NCT number NCT01868880
Other study ID # calo03
Secondary ID calo03
Status Withdrawn
Phase Phase 4
First received
Last updated
Start date February 2016
Est. completion date December 2023

Study information

Verified date March 2020
Source Policlinico Casilino ASL RMB
Contact n/a
Is FDA regulated No
Health authority
Study type Interventional

Clinical Trial Summary

The aim of this prospective, randomized and controlled trial is to evaluate the use of the ivabradine in combination to a low-dose of beta-blocker (bisoprolol) versus up-titration of beta-blocker (bisoprolol) to obtain heart rate (HR) control with reduction in RV pacing in single-chamber or dual chambers ICD recipients HF patients with moderate to severe left ventricular dysfunction (FE ≤ 40%) and an heart rate ≥ 70 bpm in sinus rhythm over a 12-months follow up.

Besides the investigators want to assess if the combination of ivabradine to a low-dose of beta-blocker (bisoprolol) versus up-titration of beta-blocker (bisoprolol) may determine a lower degree of left ventricular dysfunction progression, the reduction of ventricular arrhythmias burden and ICD appropriate therapy occurrence and the improvement of quality of life in ICD heart failure patients.


Description:

Background

High heart rate (HR) represent per se a risk factor for cardiovascular mortality and heart failure (HF) progression, despite optimal HF therapy. Beta-blockers remain the therapy of choice in all patients with systolic HF, but they may worsen atrioventricular (AV) conduction and increase right ventricular (RV) pacing percentage. Several studies have demonstrated detrimental effects of RV pacing on cardiac function. Percent RV pacing > 40-50% is an independent predictor of death and hospitalization for HF in implantable cardioverter-defibrillator(ICD) patients, particularly in those with preexistent left ventricular dysfunction.1,2 Cumulative RV pacing > 2% and ejection fraction (EF) < 40% are independent predictors for Ventricular Tachycardia(VT)/Ventricular Fibrillation (VF) occurrence in ICD patients.3 Therefore reduction of cumulative RV pacing as far as possible should be achieved in ICD patients. Ivabradine is a specific inhibitor of the If current of the sinus node, that induces a selective and dose dependent HR reduction; it is a pure HR lowering agent without effects on AV conduction or contractility.4 In HF patients implanted with an ICD ivabradine could act as an heart rate control drug in combination with a beta-blocker without increase right ventricular (RV) pacing percentage and may be an option to reduce left-ventricular dysfunction progression and ventricular arrhythmias burden and appropriate ICD therapy.

Aim

The aim of this prospective, randomized and controlled trial is to evaluate the use of the ivabradine in combination to a low-dose of beta-blocker (bisoprolol) versus up-titration of beta-blocker (bisoprolol) to obtain heart rate (HR) control with reduction in RV pacing in single-chamber or dual chambers ICD recipients HF patients with moderate to severe left ventricular dysfunction (FE ≤ 40%) and an heart rate ≥70 bpm in sinus rhythm over a 12-months follow up.

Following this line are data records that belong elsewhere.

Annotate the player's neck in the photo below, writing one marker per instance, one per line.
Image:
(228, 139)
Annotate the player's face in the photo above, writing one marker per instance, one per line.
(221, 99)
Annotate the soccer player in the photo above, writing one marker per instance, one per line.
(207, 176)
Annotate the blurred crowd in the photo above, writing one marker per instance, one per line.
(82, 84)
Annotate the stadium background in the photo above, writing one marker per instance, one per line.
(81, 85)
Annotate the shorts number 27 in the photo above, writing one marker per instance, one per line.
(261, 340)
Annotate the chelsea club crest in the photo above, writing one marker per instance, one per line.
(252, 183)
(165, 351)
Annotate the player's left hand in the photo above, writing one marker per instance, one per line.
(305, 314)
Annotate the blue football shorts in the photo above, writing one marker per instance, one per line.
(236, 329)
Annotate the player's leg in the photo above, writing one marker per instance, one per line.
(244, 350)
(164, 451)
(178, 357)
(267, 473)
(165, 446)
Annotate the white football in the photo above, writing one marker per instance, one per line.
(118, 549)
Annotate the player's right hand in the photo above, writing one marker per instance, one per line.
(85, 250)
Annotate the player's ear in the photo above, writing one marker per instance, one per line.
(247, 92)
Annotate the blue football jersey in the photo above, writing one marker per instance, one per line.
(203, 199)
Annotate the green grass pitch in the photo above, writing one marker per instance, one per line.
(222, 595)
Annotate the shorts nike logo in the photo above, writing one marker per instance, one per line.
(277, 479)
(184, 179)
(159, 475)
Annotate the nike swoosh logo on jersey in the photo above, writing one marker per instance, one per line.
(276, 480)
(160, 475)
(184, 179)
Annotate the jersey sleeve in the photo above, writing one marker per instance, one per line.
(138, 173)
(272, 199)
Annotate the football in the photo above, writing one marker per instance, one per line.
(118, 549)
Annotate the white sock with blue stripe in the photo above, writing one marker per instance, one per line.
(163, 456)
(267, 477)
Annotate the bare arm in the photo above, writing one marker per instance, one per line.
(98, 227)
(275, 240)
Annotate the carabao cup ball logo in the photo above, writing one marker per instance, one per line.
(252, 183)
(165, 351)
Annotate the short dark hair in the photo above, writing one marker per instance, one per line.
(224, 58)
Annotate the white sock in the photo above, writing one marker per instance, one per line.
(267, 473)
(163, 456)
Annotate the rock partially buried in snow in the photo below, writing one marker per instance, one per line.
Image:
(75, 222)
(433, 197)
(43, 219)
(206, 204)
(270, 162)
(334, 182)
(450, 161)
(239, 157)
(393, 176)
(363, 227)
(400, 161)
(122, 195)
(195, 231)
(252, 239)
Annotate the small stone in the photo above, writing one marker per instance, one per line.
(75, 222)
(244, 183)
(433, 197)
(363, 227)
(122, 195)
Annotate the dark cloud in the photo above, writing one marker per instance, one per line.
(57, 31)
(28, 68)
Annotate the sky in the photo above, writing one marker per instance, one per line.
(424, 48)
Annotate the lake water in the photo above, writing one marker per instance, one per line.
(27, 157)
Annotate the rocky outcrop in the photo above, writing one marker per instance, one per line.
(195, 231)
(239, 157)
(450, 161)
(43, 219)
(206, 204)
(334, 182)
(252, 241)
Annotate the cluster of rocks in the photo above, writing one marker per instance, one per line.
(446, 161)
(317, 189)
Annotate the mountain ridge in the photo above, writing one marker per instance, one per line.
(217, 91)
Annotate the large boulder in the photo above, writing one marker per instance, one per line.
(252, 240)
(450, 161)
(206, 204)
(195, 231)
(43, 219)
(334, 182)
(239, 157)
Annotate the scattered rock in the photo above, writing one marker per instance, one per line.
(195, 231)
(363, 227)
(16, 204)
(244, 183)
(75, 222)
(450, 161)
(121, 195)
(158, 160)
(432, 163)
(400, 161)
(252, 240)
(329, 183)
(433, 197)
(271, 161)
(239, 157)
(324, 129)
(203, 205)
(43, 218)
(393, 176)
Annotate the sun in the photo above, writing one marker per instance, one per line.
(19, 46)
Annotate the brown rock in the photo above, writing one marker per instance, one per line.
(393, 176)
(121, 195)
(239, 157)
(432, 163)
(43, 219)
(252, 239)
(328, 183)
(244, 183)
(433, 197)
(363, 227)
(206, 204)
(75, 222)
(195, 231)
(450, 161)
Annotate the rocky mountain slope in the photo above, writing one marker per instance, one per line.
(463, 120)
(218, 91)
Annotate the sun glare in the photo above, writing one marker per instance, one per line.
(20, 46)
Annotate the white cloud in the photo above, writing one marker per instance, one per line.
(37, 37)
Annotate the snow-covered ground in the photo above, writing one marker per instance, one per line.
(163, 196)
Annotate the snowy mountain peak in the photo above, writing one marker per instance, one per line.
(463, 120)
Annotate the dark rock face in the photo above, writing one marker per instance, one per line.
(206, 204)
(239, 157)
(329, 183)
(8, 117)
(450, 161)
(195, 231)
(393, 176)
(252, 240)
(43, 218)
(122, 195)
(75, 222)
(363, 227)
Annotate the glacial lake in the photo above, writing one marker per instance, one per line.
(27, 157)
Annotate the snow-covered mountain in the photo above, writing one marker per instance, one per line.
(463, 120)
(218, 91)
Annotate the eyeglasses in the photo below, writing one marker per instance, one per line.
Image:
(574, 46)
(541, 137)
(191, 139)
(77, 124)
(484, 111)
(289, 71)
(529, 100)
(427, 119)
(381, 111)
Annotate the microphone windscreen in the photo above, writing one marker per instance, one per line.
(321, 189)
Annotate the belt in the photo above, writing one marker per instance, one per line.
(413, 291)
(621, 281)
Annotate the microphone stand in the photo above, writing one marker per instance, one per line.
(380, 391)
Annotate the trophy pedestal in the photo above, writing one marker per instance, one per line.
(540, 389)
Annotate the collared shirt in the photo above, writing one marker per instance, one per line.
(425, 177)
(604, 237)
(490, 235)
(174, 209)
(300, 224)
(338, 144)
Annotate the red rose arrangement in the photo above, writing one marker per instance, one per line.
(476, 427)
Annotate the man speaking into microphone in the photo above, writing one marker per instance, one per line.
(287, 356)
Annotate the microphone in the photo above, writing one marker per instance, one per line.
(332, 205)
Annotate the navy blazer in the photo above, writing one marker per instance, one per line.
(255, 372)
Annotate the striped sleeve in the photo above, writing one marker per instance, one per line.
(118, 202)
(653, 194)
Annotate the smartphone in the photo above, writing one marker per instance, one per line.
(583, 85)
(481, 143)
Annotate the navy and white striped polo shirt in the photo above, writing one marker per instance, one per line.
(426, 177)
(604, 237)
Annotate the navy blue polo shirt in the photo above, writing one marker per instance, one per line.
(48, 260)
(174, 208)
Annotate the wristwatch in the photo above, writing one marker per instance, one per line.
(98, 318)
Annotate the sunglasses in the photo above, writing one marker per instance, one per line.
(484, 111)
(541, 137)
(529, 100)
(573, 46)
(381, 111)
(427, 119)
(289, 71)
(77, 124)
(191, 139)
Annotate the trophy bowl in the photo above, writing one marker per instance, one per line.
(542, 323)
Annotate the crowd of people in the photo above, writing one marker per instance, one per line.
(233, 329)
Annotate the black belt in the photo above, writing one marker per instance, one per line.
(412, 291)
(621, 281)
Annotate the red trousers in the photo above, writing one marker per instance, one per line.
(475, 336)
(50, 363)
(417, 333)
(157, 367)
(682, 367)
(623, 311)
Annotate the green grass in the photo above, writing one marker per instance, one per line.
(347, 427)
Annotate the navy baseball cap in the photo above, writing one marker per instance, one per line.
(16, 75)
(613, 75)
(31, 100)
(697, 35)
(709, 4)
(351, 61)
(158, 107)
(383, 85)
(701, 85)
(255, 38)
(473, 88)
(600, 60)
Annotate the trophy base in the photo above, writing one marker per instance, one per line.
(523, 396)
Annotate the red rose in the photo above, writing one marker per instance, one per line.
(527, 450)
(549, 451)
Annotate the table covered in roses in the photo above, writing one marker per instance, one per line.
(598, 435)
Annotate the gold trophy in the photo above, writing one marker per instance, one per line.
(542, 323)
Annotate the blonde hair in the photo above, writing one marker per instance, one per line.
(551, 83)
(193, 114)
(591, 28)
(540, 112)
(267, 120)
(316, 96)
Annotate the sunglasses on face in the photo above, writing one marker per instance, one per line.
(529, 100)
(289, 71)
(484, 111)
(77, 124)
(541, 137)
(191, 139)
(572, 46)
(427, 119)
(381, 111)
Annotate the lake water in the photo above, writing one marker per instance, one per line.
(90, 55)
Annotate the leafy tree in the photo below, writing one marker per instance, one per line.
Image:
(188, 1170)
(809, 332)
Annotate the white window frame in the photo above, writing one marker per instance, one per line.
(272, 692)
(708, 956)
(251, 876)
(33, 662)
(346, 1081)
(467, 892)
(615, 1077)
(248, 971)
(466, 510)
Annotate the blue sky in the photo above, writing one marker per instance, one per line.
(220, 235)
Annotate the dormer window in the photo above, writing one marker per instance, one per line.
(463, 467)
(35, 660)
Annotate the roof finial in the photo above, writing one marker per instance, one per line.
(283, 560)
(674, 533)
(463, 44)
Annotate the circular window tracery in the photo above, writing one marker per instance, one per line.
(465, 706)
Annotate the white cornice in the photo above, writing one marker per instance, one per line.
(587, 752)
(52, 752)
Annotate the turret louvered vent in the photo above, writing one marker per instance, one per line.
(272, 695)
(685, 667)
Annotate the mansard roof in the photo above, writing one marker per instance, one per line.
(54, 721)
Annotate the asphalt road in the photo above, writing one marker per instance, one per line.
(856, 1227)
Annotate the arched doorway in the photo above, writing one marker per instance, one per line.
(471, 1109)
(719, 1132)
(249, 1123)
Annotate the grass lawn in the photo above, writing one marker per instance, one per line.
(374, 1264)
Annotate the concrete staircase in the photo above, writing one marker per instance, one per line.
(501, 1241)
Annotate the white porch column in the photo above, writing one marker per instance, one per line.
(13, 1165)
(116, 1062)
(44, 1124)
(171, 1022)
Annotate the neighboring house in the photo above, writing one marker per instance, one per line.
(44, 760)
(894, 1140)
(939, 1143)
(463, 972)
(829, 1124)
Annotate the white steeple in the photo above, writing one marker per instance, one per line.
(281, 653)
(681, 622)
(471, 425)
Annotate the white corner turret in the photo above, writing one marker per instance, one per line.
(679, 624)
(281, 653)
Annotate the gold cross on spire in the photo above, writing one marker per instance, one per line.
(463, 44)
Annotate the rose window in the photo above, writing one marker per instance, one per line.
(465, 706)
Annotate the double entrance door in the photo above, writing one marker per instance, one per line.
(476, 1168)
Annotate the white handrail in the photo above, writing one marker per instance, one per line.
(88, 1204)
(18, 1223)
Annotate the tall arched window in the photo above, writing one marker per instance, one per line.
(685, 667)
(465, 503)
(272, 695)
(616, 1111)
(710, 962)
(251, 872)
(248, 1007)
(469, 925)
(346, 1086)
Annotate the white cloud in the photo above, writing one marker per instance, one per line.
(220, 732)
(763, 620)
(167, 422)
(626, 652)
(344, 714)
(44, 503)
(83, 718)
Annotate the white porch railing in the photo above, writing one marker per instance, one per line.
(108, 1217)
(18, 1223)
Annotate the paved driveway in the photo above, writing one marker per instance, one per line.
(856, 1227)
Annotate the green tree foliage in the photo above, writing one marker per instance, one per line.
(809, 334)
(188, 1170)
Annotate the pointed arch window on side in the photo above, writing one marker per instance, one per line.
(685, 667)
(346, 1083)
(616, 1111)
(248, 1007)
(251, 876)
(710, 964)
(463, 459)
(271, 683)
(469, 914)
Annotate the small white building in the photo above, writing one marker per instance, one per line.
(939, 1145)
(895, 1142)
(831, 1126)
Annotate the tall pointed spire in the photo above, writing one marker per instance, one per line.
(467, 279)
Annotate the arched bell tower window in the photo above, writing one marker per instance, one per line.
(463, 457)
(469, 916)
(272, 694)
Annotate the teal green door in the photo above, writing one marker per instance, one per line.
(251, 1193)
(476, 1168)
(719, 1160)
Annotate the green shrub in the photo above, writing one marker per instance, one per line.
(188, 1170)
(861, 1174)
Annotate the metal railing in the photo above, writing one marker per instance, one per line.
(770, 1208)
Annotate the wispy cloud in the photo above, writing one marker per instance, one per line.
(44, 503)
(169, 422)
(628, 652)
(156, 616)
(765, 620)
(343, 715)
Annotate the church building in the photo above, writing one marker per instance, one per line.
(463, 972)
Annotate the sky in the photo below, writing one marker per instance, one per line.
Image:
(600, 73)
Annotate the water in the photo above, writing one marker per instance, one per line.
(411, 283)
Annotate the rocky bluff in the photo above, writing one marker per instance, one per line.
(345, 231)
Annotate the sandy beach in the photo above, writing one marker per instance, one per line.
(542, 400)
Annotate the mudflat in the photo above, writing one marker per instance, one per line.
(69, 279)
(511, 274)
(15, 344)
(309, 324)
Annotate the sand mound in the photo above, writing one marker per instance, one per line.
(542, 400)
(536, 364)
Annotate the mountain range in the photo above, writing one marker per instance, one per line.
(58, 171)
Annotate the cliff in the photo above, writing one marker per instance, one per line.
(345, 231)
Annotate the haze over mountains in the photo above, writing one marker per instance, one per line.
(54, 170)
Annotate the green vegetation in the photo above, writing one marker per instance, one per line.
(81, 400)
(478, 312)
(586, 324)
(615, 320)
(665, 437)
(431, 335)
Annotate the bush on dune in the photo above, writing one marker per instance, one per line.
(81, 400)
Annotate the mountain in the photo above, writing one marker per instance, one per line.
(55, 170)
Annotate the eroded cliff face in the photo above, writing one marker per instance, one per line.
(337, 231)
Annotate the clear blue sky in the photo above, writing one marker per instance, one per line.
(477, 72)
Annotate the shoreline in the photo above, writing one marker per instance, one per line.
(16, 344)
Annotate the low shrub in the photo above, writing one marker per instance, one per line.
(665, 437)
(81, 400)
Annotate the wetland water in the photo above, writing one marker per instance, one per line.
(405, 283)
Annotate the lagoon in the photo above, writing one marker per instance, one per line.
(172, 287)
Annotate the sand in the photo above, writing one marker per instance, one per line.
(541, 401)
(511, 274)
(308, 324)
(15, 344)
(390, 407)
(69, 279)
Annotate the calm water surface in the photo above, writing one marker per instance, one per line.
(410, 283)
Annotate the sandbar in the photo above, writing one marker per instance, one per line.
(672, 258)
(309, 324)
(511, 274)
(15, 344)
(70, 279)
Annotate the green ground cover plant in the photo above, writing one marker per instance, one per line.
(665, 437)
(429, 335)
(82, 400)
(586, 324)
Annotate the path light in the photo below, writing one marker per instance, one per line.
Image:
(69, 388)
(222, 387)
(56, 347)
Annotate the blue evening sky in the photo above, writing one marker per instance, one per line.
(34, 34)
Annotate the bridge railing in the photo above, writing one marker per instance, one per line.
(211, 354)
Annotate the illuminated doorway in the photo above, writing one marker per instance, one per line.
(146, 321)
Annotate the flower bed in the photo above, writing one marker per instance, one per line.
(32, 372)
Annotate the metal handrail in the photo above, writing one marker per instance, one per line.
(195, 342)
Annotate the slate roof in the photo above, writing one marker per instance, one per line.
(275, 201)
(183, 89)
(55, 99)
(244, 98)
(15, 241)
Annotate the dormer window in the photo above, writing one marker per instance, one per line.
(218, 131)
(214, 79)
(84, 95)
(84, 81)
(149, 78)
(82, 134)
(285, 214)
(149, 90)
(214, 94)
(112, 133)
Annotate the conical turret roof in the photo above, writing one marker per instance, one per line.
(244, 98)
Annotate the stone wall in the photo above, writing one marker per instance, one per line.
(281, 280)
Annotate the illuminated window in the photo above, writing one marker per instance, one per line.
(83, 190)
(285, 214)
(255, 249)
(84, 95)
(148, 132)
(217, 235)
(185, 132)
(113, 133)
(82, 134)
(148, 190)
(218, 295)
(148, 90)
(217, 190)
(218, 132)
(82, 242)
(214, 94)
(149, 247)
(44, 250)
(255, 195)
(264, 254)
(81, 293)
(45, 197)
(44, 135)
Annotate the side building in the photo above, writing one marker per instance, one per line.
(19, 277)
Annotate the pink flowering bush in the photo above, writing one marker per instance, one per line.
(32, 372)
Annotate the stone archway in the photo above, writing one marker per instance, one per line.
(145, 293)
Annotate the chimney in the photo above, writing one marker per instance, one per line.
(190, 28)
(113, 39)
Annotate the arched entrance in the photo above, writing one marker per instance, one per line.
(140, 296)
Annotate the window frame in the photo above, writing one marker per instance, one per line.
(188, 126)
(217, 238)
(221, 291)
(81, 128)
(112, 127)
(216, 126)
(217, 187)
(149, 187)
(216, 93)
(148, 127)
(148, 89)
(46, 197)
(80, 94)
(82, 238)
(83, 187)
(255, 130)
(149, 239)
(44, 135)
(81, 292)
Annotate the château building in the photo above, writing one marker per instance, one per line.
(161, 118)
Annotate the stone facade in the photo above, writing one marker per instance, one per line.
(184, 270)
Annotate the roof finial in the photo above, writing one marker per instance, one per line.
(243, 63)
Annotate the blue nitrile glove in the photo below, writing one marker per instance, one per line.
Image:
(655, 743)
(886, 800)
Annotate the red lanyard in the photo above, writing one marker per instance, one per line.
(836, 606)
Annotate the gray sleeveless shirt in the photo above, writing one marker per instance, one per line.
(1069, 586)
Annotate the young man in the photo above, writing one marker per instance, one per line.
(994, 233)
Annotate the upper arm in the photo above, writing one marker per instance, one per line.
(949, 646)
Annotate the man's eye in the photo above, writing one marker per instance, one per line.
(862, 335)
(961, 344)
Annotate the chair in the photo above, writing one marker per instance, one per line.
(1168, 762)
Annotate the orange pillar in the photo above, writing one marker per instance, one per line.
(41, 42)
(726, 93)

Besides we want to assess if the combination of ivabradine to a low-dose of beta-blocker (bisoprolol) versus titration of beta-blocker (bisoprolol) may determine a lower degree of left ventricular dysfunction progression, the reduction of ventricular arrhythmias burden and ICD appropriate therapy occurrence and the improvement of quality of life in ICD heart failure patients.

Endpoints of the study

Primary endpoints:

Right ventricular pacing percentage increase > 50% or Cardiovascular death or Heart failure decompensation or Crossover due to worsening heart failure.

Secondary endpoints:

Ejection fraction decrease < 5% and Left Ventricular End-Systolic Volume decrease <15%.

Ventricular arrhythmias and ICD appropriate therapy reduction. Heart rate variability improvement NYHA Classification improvement Minnesota Living With Heart Failure Questionnaire (MLHFQ) total score reduction.

Right ventricular pacing percentage. Composite endpoint: cardiovascular death and hospitalization due to worsening heart failure.

Crossover rate due to worsening heart failure

Study protocol:

Baseline assessment:

Clinical visit: demographic data, risk factors for cardiovascular disease, primary cause of heart failure, NYHA class, comorbidities, echocardiographic parameters, drug therapy, cardiovascular hospitalizations in the last year.

Rest ECG (for assessment of rest heart rate, presence of sinus rhythm or device-induced rhythm, QRS duration); Blood pressure measurement; Electronic device control (for assessment of right ventricular stimulation percentage; electrical parameters and arrhythmias diagnostic data); Echocardiogram (for assessment of left ventricular end-diastolic and end-systolic volumes, left ventricular ejection fraction); MLHFQ

Assignment of consecutive patients to treatment with ivabradine plus beta-blocker(bisoprolol) or beta-blocker (bisoprolol) titration. Mean Heart Rate Target is 55-70 bpm for both groups.

Ivabradine will be administered at a dose of 5 mg twice daily in addition to a low dose of beta-blocker (bisoprolol 1,25 or 2,5 mg). After four weeks of treatment ivabradine will be eventually lowered up to 2,5 mg twice daily in the presence of side effects (phosphenes, diplopia, headache or dizziness).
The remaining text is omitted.